Personable planets and animated astronomical bodies introduce themselves in spirited verse.
Dawnay presents 10 poems of regular four-beat rhyming couplets (iambs and anapests), with a fact-filled page after each chapter. In proud, sometimes sassy voices, personified celestial bodies directly address readers; among them, the characters we meet are the moon, Earth, the entire solar system, the four “rocky” terrestrial planets, the four gas giants, the “remnants” (asteroids, meteoroids, comets, debris), the Milky Way, the sun, the five dwarf planets (Ceres, Pluto, Haumea, Makemake, and Eris), and finally a nebula cloud, a “nursery” for new planetary bodies. The bright, cheerful illustrations stylize the astral objects.
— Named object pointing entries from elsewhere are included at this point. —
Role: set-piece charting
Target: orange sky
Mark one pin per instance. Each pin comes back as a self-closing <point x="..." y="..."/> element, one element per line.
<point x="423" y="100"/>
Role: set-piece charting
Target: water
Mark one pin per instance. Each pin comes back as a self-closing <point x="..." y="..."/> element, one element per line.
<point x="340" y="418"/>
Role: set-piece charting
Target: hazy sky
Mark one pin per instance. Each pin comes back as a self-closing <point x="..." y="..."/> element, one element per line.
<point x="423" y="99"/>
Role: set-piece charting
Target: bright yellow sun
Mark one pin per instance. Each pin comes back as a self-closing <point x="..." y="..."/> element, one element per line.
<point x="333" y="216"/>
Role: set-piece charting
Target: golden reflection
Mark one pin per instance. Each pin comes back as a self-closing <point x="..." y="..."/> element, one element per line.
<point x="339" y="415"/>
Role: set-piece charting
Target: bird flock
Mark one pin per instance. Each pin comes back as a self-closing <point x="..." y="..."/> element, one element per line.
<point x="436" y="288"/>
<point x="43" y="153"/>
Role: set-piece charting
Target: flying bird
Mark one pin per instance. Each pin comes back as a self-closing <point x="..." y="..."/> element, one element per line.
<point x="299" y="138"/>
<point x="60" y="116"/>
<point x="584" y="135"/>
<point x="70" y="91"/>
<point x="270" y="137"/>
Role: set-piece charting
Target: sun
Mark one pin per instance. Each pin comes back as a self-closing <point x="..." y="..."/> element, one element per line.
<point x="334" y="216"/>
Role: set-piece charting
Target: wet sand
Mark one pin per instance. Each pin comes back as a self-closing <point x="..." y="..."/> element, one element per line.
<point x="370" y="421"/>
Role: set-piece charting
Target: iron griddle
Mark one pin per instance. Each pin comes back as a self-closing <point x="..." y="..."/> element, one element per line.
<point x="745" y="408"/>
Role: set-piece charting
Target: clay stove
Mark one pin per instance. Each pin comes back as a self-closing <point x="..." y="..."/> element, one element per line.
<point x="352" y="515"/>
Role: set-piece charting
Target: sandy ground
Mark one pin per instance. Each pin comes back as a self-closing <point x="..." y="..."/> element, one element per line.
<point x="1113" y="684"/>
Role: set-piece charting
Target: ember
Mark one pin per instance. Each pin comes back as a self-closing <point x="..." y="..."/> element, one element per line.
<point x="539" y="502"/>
Stars have sharp points; the nebula beams. Eyebrows and lashes adorn some eyes, while others are round or almond-shaped. Usually the heavenly bodies are simply round faces, but an occasional hand or tongue protrudes. Colors can convey astronomical information: Saturated blues suggest the depths of space or the gaseous ice giants; red, the iron of Mars or hot meteors (but cold Jupiter is also red); green, Earth’s vegetation. These versified vehicles for information are impressively precise and enlightening.
Aspiring astronauts will be starstruck.